I have several friends with children of varying ages. I’m often asked about designing kids’ rooms that don’t scream “nursery.” What I suggest is starting with simple, two-toned walls (I love chair rails dividing a light upper paint color from a darker tone on the bottom), basic furnishings and soft lighting to create a soothing, child-friendly environment. You can add (and later change) more color and pattern with curtains, bedding and toys.
You can use these suggestions as guides as your child grows up:
Toddler to tween: Now you can begin to incorporate accent furniture and accessories that you removed when your child was a baby. Baby mementos can be made into artwork. For example, I once worked a child’s blankie into a quilt to be displayed in their room.
Tween to teen: Let your child decide on a theme for their bedroom, but work with them to establish the design. Encourage them to play with bold colors and big prints. Teenagers can let out their creative side by painting their own walls, creating artwork or applying wall decals, which are available online.
Teenage to college-age: Create a guest room with your child’s existing furniture, with updated bedding to give the space a fresh look. If you need additional space in your home, you can create a study with appropriate furniture for your work and a comfortable sleeper sofa for guests.
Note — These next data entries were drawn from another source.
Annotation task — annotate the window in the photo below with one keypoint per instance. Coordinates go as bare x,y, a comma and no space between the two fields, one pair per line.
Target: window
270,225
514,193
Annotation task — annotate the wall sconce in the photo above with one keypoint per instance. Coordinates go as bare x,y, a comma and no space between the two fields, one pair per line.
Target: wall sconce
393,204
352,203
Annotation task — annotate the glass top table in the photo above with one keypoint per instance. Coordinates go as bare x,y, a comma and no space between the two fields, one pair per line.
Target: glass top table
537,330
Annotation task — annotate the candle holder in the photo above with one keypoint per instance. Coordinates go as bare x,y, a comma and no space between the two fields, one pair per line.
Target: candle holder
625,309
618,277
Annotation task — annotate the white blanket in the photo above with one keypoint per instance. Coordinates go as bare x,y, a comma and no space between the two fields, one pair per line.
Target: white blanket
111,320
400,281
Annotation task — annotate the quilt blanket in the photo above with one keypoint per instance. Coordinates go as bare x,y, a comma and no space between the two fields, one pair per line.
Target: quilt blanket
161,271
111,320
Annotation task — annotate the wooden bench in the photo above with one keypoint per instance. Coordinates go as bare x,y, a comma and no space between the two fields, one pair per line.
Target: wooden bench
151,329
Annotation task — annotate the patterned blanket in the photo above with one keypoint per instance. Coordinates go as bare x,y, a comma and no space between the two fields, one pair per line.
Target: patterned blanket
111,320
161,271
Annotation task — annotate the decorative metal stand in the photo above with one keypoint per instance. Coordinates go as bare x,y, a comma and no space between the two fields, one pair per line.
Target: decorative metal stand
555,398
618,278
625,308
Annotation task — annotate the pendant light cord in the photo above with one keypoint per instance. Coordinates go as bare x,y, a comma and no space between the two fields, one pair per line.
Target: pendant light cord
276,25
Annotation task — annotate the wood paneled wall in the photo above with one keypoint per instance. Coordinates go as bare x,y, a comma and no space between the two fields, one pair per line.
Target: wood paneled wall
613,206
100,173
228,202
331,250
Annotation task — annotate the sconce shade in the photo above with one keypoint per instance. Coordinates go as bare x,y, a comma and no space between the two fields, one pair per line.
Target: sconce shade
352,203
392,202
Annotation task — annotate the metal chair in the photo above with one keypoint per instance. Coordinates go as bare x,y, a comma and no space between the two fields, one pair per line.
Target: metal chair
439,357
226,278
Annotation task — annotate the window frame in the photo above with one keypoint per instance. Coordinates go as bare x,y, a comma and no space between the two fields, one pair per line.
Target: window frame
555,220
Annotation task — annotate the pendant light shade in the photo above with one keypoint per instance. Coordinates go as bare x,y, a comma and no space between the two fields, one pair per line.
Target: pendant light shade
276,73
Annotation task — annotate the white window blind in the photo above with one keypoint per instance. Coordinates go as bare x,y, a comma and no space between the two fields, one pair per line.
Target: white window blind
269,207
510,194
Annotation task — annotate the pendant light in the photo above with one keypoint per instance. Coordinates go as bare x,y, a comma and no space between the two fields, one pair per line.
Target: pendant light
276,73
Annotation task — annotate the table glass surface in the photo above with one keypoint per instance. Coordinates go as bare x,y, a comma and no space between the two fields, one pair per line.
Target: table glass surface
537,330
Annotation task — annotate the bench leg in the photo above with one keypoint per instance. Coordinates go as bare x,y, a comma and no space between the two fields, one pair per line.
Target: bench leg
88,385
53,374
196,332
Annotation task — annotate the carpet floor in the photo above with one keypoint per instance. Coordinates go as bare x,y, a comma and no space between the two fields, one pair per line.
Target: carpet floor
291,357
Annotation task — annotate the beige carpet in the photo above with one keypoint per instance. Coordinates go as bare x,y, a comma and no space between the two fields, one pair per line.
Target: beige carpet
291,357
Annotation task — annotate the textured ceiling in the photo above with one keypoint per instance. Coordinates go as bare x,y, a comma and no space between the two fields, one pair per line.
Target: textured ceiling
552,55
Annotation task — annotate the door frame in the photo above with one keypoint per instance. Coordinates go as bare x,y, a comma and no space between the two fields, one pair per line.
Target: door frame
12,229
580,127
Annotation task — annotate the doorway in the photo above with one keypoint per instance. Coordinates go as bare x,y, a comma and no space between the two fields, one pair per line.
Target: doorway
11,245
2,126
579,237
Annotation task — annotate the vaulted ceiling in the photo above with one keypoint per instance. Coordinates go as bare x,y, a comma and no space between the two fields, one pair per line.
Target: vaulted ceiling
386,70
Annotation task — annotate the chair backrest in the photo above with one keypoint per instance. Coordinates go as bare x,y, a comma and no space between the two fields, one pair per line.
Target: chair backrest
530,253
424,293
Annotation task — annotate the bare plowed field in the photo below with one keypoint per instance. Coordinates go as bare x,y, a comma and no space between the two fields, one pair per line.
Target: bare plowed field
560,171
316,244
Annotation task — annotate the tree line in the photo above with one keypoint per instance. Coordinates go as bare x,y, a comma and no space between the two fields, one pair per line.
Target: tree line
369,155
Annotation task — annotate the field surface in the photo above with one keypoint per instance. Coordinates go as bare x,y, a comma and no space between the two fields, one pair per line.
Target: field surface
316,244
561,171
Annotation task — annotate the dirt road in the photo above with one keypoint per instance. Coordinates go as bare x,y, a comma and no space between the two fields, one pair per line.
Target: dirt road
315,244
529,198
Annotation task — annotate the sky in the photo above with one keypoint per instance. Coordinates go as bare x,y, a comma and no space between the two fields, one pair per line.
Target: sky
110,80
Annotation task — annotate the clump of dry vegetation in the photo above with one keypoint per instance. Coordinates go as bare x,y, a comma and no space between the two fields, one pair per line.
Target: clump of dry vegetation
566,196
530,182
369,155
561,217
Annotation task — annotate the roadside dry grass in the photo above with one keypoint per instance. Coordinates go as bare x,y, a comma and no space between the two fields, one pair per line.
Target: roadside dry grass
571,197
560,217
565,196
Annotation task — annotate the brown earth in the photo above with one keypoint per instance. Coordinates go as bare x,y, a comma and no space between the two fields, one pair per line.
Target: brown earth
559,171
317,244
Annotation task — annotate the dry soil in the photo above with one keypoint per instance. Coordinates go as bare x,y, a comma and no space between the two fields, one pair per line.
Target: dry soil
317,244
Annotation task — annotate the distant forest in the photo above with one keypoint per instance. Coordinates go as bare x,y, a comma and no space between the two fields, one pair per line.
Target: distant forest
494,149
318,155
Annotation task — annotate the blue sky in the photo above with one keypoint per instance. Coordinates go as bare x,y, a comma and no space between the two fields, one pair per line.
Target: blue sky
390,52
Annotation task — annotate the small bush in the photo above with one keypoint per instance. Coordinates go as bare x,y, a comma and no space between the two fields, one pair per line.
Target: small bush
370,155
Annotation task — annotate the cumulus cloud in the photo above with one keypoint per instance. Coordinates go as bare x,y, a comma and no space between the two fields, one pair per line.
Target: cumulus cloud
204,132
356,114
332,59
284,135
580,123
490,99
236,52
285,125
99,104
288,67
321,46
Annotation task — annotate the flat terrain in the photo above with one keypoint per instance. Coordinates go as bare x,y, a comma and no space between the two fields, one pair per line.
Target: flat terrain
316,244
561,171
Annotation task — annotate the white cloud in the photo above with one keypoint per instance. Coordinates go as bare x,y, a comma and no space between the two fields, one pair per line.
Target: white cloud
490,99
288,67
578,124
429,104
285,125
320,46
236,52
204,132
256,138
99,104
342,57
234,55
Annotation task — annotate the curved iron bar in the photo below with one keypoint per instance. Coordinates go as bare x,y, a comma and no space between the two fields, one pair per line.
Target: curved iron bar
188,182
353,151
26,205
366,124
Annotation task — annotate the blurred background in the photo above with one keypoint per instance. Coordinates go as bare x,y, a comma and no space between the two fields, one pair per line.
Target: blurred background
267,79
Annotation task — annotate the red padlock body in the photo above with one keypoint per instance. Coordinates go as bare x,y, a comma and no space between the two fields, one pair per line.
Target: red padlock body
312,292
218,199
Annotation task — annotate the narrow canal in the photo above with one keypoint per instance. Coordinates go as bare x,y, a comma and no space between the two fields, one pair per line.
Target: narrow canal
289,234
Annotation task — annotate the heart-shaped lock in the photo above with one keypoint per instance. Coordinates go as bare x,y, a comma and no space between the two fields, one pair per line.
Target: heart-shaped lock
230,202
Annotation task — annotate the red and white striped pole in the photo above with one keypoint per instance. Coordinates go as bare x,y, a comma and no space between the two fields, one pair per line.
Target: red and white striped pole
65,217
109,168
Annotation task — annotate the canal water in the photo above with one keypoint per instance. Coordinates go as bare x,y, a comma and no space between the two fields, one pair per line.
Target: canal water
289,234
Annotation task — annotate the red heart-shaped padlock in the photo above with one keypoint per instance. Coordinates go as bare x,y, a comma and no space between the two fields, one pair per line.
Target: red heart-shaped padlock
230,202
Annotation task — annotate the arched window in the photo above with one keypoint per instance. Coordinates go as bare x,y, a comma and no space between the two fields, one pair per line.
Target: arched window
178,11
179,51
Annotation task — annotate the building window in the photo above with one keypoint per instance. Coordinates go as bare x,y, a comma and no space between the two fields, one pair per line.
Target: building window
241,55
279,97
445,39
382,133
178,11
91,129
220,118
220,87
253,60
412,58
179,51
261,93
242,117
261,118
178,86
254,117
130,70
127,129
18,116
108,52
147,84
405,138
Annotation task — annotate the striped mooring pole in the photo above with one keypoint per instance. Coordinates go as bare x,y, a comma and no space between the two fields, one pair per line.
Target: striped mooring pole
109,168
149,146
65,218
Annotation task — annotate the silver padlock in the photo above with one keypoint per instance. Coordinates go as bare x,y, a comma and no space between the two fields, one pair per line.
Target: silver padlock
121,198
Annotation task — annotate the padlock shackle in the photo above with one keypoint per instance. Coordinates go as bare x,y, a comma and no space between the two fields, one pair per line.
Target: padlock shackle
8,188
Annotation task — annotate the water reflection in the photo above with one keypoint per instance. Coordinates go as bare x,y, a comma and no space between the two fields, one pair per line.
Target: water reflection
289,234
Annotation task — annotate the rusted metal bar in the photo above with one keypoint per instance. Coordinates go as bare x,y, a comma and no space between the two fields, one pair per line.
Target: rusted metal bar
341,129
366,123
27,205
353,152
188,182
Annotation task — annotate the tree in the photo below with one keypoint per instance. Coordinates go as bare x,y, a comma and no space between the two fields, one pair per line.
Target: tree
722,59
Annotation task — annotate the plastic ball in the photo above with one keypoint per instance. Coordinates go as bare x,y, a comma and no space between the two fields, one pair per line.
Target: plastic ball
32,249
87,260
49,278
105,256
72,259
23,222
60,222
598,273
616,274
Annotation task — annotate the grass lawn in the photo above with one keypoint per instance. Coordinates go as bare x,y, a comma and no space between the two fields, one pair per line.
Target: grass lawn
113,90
I love to work with my clients to create a “wall-of-fame” featuring their children’s favorite photographs so college kids have an instant scrapbook when they come home.
Side note: hosting your parents
Whether they are stopping by for the weekend or planning an extended stay, it’s important to make your parents feel welcome whenever they are in your home. Display family photos that your parents enjoy or use dishes you’ve inherited from them to create familiar place settings.
Keep floors clear of clutter. Consider installing hardwood floors or low pile carpets if your parents are older and will be staying for an extended period. These materials are much easier to walk on than traditional rugs.
How do you plan to decorate and design your child’s room as they grow up?